私は意を決して、階下へ降りてゆくと書庫のドアに手をかけた。

鍵がかかってる・・・・・?

書庫のドアに鍵がかかってたことなんてなかった。
入ってくるなってことなんだ。
私はドアの前で力なくうなだれた。

そうしてその晩私はひとり居間のソファーでルヴァを待ちながら、眠ることも出来ずに夜明けを迎えた。

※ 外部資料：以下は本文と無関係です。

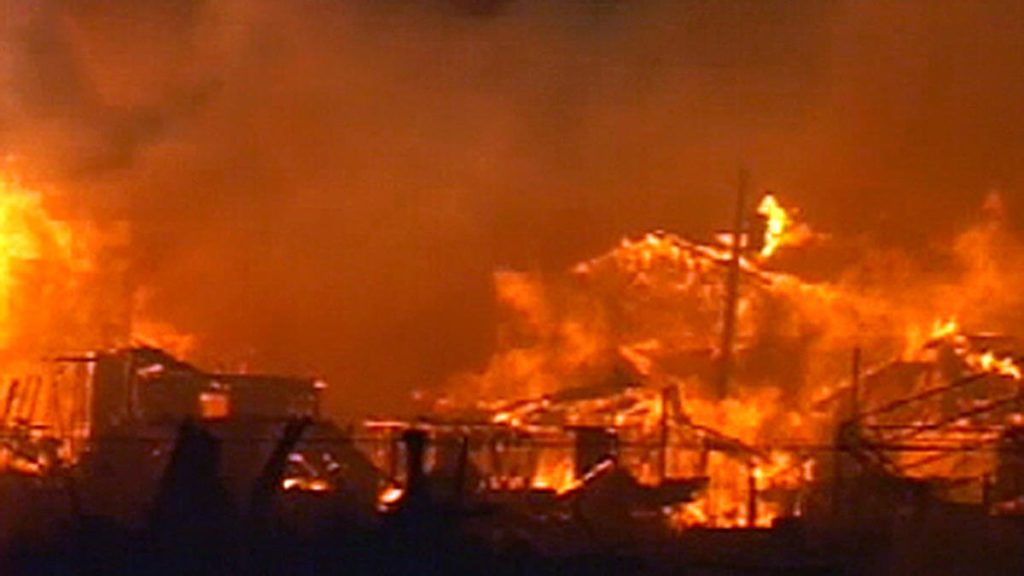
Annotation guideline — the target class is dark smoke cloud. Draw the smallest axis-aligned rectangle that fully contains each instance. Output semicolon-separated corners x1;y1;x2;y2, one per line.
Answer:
0;0;1024;414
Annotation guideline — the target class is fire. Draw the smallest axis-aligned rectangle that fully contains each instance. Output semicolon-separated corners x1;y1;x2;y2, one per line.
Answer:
757;192;811;258
0;172;187;472
430;194;1024;527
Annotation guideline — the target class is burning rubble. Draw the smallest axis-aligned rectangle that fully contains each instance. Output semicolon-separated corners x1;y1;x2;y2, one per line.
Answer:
372;189;1024;527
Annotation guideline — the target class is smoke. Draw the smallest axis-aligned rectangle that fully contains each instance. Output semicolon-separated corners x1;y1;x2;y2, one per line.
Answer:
0;0;1024;414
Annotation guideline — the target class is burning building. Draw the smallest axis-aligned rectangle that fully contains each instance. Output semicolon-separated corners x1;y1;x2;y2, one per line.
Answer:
352;188;1021;527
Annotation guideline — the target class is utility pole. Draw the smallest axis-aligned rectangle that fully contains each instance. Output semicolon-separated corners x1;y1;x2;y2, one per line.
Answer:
716;168;750;398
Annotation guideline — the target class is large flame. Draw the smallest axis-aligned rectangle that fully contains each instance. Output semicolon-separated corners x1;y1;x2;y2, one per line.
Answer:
442;190;1024;526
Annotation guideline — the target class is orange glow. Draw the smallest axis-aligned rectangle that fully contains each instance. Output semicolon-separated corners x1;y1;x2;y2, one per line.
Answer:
758;192;811;258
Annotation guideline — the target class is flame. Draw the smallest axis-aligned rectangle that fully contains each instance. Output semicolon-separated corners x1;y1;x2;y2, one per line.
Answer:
757;192;812;258
440;187;1024;527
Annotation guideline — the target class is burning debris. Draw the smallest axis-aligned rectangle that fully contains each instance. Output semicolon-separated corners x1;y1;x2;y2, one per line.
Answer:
352;189;1022;527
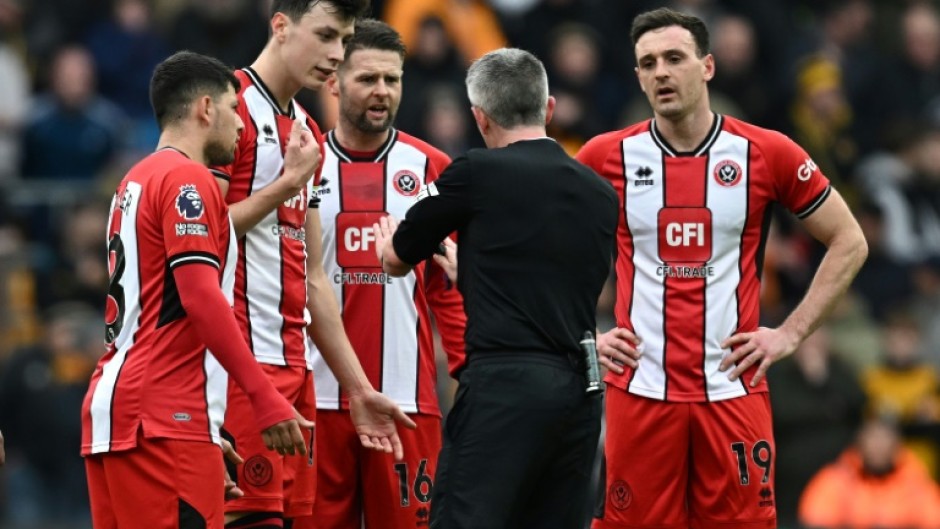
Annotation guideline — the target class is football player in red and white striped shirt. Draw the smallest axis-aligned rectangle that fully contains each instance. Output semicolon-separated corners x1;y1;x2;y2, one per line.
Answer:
578;9;867;529
82;52;312;529
215;0;412;529
294;19;466;529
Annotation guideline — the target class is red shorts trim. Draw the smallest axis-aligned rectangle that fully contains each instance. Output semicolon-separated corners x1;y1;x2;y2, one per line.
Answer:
223;364;320;518
294;410;441;529
85;435;225;529
594;386;776;529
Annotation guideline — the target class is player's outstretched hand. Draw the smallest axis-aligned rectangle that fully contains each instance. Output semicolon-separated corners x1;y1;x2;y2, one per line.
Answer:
597;327;642;375
222;439;245;500
718;327;800;387
261;410;315;455
431;237;457;284
281;119;321;197
349;389;417;461
372;215;398;262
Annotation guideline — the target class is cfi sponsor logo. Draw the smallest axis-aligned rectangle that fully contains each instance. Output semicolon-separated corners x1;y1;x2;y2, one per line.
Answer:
392;169;421;197
176;184;205;220
607;479;633;511
714;160;741;187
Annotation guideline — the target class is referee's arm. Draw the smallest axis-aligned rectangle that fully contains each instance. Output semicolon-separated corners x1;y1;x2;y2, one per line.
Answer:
375;156;472;277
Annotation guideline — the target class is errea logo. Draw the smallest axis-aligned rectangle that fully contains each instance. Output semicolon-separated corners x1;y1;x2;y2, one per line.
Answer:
796;158;819;182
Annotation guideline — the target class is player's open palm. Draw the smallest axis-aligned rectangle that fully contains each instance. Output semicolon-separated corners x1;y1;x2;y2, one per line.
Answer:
261;410;314;455
349;390;417;461
718;327;800;387
281;119;321;192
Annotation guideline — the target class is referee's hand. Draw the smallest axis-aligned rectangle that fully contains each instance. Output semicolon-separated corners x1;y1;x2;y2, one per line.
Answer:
261;410;315;455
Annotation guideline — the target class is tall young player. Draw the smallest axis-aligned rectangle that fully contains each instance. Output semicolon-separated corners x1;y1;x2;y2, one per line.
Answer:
209;0;412;529
82;52;314;529
578;9;867;529
295;19;465;529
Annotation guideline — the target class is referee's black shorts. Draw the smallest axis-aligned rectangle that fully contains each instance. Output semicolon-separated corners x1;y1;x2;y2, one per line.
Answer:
431;353;601;529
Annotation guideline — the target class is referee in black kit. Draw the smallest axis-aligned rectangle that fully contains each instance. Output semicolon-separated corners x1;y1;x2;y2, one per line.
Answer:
376;48;618;529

明け方になってルヴァは青ざめた顔で書庫から出てきた。
着替えるなりそのまま外に出ようとするルヴァを私は追いすがるようにして引きとめた。
「どこに行くの?」
「ここにある資料だけでは確実なことは分かりません。資料館と研究院を回って資料を探して来ます。夕べのことも報告しないと」

ルヴァの言葉に私は仰天した。
「ジュリアス様に言うつもりなの?」
「黙ってるわけにいかないでしょう?」
「どうして?子供が寝ぼけていたずらしてただけかも知れないじゃない?どうしてそんなに大げさにするの?あの子が何か悪いことしたって言うの?」

「アンジェリーク」
ルヴァはびっくりするくらい厳しい表情で私を見ると、ゆっくり、言い聞かせるように言った。
「これはもう、私たちだけの問題じゃないかもしれないんです。」

私は今にも馬車に乗り込もうとするルヴァにすがるようにして言った。
「ねぇ、言わないで。・・・せめて一日待って、ちゃんと調べてからにして!」

どうしても・・・・どうしても今日だけは、誰にも何も言わないで欲しい。
今日だけは何もなかったことにしておいて欲しい・・・・。

ところが、私のこの言葉も結局ルヴァを引き止めることはできなかった。
「調べたんですよ。・・・・・これからそれを、確認しに行くんです。」
そういうとルヴァは私をそっと押しのけるようにして馬車を出してしまった。


私は呆然として去ってゆく馬車の跡を見つめていた。

どうして?・・・どうして今日じゃなきゃだめなの?

だって今日は・・・今日はあの子の誕生日なのに・・・・・。